A practising Muslim, he was pleased when Myrtle remembered he needed time off on Friday to pray. It was his great ambition to go to Mecca, and when accompanying Amice and Myrtle on their trip to the Red Sea in March 1936, “he gazed longingly at the Mountains of Sinai that were visible on the other side”.

He was always next to Myrtle and Amice on all their excursions – to the village, to friends in the local towns, and on their longer treks for which he organised the camels they rode. He was “willing & eager to take all the risks” alongside Myrtle and Amice, and had “a firm belief that the English ladies could do anything they attempted”. He found shady orange groves for Myrtle’s picnic lunches, advised on the locations for their camps, brought and heated water for Myrtle to wash, boiled Myrtle’s drinking water, made the tea, and purchased and boiled the fish for supper.

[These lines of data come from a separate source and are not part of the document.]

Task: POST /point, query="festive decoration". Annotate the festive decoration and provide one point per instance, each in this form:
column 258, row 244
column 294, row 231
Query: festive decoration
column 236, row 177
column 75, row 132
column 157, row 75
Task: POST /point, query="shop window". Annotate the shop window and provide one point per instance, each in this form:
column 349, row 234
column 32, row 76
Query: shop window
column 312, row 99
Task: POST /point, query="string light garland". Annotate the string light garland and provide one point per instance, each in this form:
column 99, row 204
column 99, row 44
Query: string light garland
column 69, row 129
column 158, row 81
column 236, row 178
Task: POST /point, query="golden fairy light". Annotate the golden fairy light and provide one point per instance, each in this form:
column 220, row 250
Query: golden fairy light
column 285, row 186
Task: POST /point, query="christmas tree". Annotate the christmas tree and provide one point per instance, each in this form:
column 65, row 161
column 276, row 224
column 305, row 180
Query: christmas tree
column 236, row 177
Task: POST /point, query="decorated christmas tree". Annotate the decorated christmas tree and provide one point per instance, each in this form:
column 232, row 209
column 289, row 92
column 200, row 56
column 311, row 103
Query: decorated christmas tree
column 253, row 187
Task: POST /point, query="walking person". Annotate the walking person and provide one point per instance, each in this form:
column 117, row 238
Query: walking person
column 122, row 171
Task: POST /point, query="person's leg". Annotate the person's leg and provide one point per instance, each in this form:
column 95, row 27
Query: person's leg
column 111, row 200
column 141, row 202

His wages were paid monthly to the Egyptian Government via the mudir (local governor) of Girga. During the summers, Sardic guarded the dig house and it was he who was left in charge when work stopped in 1937. At Amice’s instigation, his long service was recognised by the Egypt Exploration Society in 1940 when he was given a watch inscribed in Arabic “In recognition of long and faithful service”.

Sources: letters 33, 36, 39, 41, 47, 48, 49, 53, 54, 51B, 55B, 57, 58, 64, 69, 97, 98, 100, 102, 105, 106, 120, 121, 122, 125, 126, 188, 189, 200, 201, 219, 239, 249, 252, 255, 258, 263, 284, 285, 306. 309, 328, 329, 358, 359, 364, 370, 372, 375, 376, 398, 412.